PUBLISHED: 17:02 13 October 2014 | UPDATED: 17:02 13 October 2014

Chobham Manor Marketing Suite and Show Homes at the Queen Elizabeth Olympic Park in Newham.

Chobham Manor Marketing Suite and Show Homes at the Queen Elizabeth Olympic Park in Newham.

Archant

A row has broken out over claims Olympic legacy chiefs are failing to hit targets for affordable housing on the London 2012 site.

Bosses at the London Legacy Development Corporation (LLDC) are confident they will achieve a target of a “third of affordable housing across all five neighbourhoods”.

But critics reckon the final total could be closer to just 15 per cent across the Olympic Park despite estimates prior to London 2012 as high as 50 per cent.

Campaigners at pressure group Games Monitor reckon legacy bosses will struggle to meet their objectives having already opted for a lower 28 per cent target at the first development, called Chobham Manor.

The critics also point out the loss of housing on the original Olympic site in 2007 due to a compulsory purchase order has not been taken into account – skewing the overall picture of what has been achieved for local people.

The argument comes just eight months after London mayor Boris Johnson admitted fewer homes would be built on the site overall and a smaller than promised percentage would be affordable.

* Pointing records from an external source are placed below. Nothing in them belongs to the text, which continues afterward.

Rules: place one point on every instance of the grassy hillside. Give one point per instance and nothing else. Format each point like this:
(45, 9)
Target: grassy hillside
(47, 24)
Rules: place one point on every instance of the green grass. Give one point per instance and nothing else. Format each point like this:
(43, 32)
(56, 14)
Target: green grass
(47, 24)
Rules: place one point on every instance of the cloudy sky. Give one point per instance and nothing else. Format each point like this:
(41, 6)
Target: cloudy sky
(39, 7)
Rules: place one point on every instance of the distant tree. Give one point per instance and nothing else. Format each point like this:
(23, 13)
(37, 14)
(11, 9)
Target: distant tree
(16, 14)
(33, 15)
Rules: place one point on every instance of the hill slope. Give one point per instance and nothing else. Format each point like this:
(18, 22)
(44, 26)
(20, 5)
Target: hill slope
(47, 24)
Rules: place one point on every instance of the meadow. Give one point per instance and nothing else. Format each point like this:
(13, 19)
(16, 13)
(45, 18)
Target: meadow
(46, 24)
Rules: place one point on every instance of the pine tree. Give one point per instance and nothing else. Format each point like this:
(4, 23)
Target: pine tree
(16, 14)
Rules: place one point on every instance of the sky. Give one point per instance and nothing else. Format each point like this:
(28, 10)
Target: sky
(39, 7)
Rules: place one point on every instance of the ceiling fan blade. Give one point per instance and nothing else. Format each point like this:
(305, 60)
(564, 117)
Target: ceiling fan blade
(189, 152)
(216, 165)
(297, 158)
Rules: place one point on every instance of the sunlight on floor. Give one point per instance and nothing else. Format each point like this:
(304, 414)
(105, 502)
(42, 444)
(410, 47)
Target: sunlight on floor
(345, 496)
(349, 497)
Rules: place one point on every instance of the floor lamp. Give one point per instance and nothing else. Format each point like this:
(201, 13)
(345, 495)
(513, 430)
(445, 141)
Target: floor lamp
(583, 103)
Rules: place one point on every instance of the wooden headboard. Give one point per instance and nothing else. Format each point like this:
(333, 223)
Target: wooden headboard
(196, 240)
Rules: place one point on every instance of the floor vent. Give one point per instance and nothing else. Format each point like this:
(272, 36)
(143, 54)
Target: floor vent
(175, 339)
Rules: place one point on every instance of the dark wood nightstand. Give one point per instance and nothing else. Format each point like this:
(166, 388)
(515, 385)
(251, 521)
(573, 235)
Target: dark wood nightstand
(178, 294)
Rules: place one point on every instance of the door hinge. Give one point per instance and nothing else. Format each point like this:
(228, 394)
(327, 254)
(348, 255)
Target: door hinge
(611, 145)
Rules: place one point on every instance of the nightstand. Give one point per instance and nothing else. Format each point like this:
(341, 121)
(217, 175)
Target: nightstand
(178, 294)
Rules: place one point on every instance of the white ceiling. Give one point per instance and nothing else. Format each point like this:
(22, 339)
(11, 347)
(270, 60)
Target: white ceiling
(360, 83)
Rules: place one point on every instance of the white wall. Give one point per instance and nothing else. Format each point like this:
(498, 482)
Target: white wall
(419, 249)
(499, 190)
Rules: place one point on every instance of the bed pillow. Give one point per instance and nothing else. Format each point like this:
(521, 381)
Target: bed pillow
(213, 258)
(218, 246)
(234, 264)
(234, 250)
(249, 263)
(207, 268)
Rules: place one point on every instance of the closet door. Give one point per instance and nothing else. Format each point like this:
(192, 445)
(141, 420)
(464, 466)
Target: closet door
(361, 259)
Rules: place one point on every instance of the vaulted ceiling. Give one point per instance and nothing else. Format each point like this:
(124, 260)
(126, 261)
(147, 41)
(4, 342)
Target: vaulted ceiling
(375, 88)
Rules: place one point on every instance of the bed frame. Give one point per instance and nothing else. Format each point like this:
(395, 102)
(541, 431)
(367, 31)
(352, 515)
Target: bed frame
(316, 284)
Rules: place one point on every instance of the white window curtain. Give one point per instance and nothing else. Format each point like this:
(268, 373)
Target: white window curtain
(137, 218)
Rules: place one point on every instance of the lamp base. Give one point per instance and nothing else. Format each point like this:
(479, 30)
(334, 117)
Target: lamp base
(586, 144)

Mr Johnson said the shortfall was a “price well worth paying” if other forms of regeneration led to more jobs and economic activity at the Olympic Park.

Viability

Meanwhile plans to build a cultural centre at the site in Stratford mean the loss of around 1,000 new homes out of an original plan for 7,000.

Julian Cheyne from Games Monitor said: “With the earlier demolition of housing the actual percentage of so-called ‘affordable’ housing is closer to 15 per cent and with further losses for viability could go even lower.

“The reality is the Olympic Park would have seen the building of as much if not more new housing without the Olympics and existing local jobs and housing would have been retained, whereas new ‘legacy’ jobs and housing will, for the most part, go, as predicted, to a new population.”

But legacy bosses hit back at the criticisms citing the “jobs” and “economic benefits” the Olympic legacy had brought.

A London Legacy Development Corporation spokesman said: “We set ourselves challenging targets with regards to affordable housing but are confident we will reach them.

“As well as building much needed housing, we are bringing jobs and economic benefit to east London.

“With over three million visits to the park since we opened and our plans for a new educational and cultural quarter with the V&A and UCL taking shape, we are creating a new part of the city. These five neighbourhoods will be at its heart.”

But in a separate response the LLDC said its predictions for affordable housing targets could fall as low as 20 per cent.